How air conditioners take hot and humid air, and make it drier and cold.

In: 36

17 Answers

Anonymous 0 Comments

If you want to cool a very hot piece of metal, you can spray it with water, and it will make the water boil and produce steam. Since boiling water takes a lot of energy, it cool hot things very well. You can also control at which temperature you want to cool thing, since if you just spray until it stops boiling, then the piece of metal is at 100C (212F), which is the boiling temperature of water.
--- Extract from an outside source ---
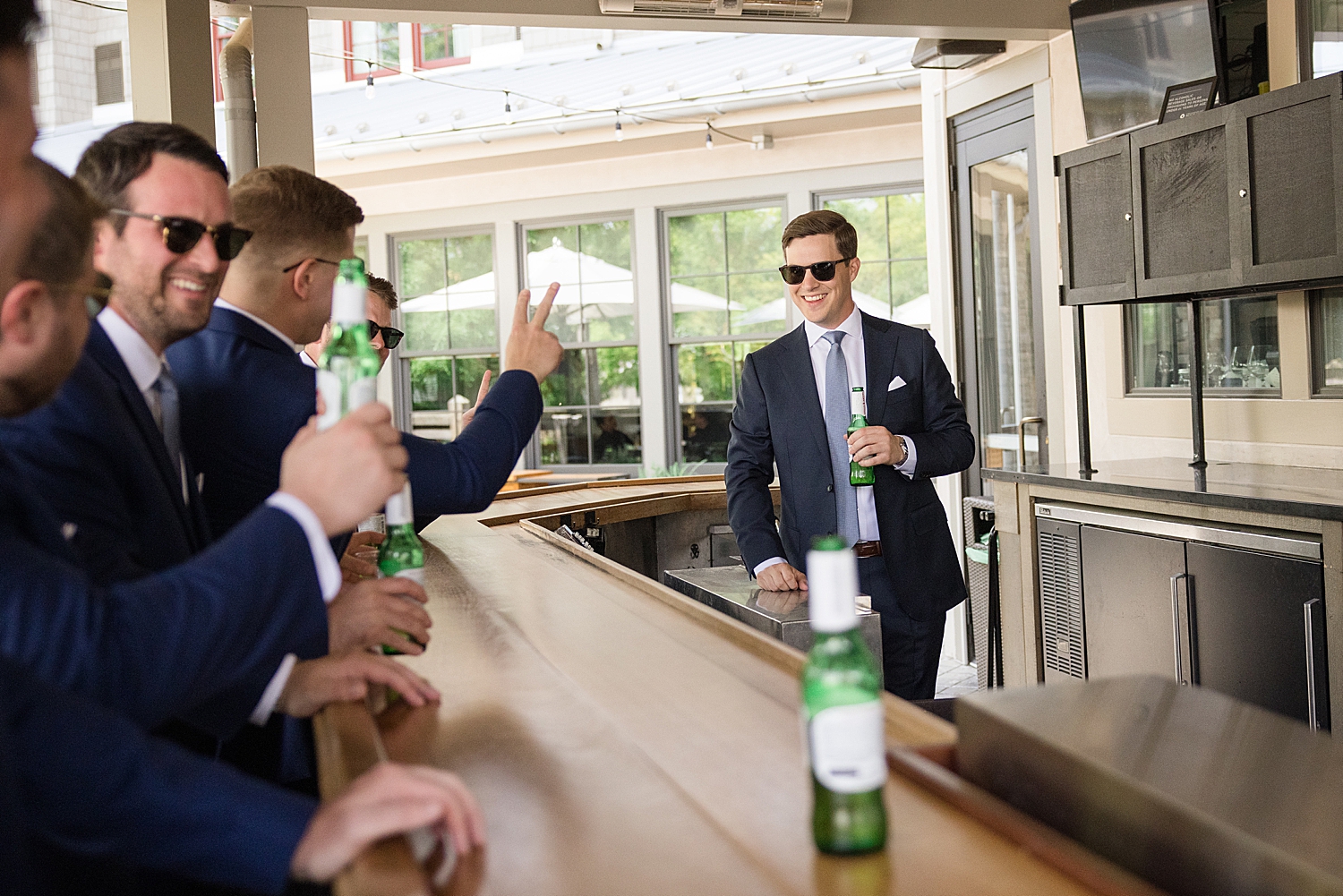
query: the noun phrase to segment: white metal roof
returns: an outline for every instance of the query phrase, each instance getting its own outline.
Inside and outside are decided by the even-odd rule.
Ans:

In an AC you spray the inside of a small pipe (usually copper) with a special liquid that boils at 4C (38F) or so. You can then have a pipe that is kept at a cool temperature, and just blow air with a fan close to the pipe (which is usually in a serpentine or coil shape to save space, often with thin aluminum sheets perpendicular to the pipe, those are just to reduce the pipe length needed).

The humidity removal is the same phenomenon you see when you have a cold bottle of beer (4C from the fridge) on which the humidity in the air condense and eventually drips on the floor. This water (previously humidity) is removed from the air, making is dryer. Same thing with the cold pipe in you AC (it drips outside the window or in the drain).

The rest of the AC is just fancy gadgets that take the liquid you just boiled and bring it back to a liquid you can spray again.